Researchers Discover Renewable, Non-Estrogenic BPA Alternatives for Plastic Production

Their goal is to find safe, non-estrogenic alternatives to replace Bisphenol A (BPA) and its analogs, which are key components in the manufacture of polycarbonate plastics for numerous consumer and industrial products. The study specifically focuses on bisphenols that can be made from renewable resources.

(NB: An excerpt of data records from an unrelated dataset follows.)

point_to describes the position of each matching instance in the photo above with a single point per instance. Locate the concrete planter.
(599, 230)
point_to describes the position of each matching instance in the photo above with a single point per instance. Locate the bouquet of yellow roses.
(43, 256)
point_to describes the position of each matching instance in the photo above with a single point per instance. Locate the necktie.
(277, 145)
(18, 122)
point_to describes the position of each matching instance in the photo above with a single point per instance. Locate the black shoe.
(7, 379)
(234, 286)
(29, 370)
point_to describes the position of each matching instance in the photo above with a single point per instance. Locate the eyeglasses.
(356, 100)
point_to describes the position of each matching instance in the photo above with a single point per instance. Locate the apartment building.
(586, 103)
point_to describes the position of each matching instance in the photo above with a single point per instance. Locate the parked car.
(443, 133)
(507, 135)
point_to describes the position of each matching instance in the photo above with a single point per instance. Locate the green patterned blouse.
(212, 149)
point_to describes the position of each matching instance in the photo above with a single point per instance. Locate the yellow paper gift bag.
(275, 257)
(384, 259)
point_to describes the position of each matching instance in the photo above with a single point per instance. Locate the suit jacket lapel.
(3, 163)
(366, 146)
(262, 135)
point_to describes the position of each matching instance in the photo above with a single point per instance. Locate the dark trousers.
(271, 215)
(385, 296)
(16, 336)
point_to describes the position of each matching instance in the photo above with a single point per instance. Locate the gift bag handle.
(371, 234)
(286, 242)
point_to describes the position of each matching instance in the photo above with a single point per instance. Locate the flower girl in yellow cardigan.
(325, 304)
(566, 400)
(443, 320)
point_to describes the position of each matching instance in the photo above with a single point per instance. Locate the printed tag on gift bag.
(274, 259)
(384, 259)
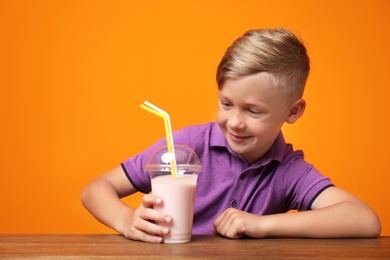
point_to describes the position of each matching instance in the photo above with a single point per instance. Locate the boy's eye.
(255, 112)
(225, 104)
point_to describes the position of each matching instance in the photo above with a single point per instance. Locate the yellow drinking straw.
(168, 130)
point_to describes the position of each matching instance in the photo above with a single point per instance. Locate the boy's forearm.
(101, 200)
(345, 219)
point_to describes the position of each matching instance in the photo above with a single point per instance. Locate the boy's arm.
(102, 199)
(335, 214)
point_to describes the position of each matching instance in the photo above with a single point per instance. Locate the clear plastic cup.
(177, 192)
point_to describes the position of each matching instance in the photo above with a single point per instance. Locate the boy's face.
(250, 114)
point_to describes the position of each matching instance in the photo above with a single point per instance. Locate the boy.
(250, 176)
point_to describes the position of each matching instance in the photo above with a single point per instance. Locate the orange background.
(73, 74)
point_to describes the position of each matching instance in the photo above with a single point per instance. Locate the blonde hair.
(277, 52)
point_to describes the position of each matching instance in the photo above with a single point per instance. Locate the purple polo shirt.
(282, 180)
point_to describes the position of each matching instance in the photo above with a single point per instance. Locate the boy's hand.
(234, 223)
(138, 224)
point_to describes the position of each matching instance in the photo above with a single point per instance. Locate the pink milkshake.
(178, 195)
(176, 185)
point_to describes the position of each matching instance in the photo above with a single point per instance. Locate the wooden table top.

By aligning with the European Commission's Safe and Sustainable by Design (SSbD) framework, their approach makes these bisphenols promising candidates for regulatory approval, ultimately leading to industrial adoption. SSbD is a voluntary framework that guides the innovation process for safe chemicals and materials. This research is published in the journal Nature Sustainability.

The research identified three bisphenols with very low estrogenic effects, all of which can be obtained from renewable biomaterials. One of the compounds, Bisguaacole F (BGF), was incorporated into a polyester matrix. The synthesized polyester exhibited thermal stability and mechanical properties comparable to BPA-based plastics. All three have been identified as potential alternatives to BPA in a wide range of applications, including consumer products such as water bottles, furniture, and eyewear.

Helena Lundberg, the principal author and Associate Professor of Organic Chemistry at KTH Royal Institute of Technology, stated that the study demonstrates the advantages of multidisciplinary team collaboration to minimize the negative impacts of new chemicals and materials on health and the environment.

“The workflow we deliver is a key aspect of this research. Our interdisciplinary collaboration in a manner compliant with the SSbD framework can be extended to various types of toxicity and chemical compounds used in consumer products.

Researchers started with over 170 potential bisphenols and, through a combination of computational screening, sustainable synthetic chemistry, and in vitro toxicology, ultimately selected candidates. Senior authors Oskar Karlsson (Toxicology, Stockholm University), Minna Hakkarainen (Polymer Technology, KTH), and Ulf Norinder (Data Science, Stockholm University) stated that the multidisciplinary structure of the project is crucial for assessing the safety and performance of the candidate bisphenols.

Karlsson said: "High-throughput toxicology enables us to quickly assess numerous drug candidates, which is essential to ensure that only the safest options proceed."Crucial."

Before bringing BGF-based materials to market, further testing, including long-term toxicology and life cycle assessment, must be conducted. However, Lundberg stated that this research makes an important contribution to eliminating harmful chemicals in our daily lives, particularly by demonstrating an effective SSbD workflow.

She said: "Safe and sustainable design methods help scientists provide new materials for everyday products that have no hidden health risks and minimal environmental impact.。”“"This means that consumers can obtain better products without sacrificing quality and convenience."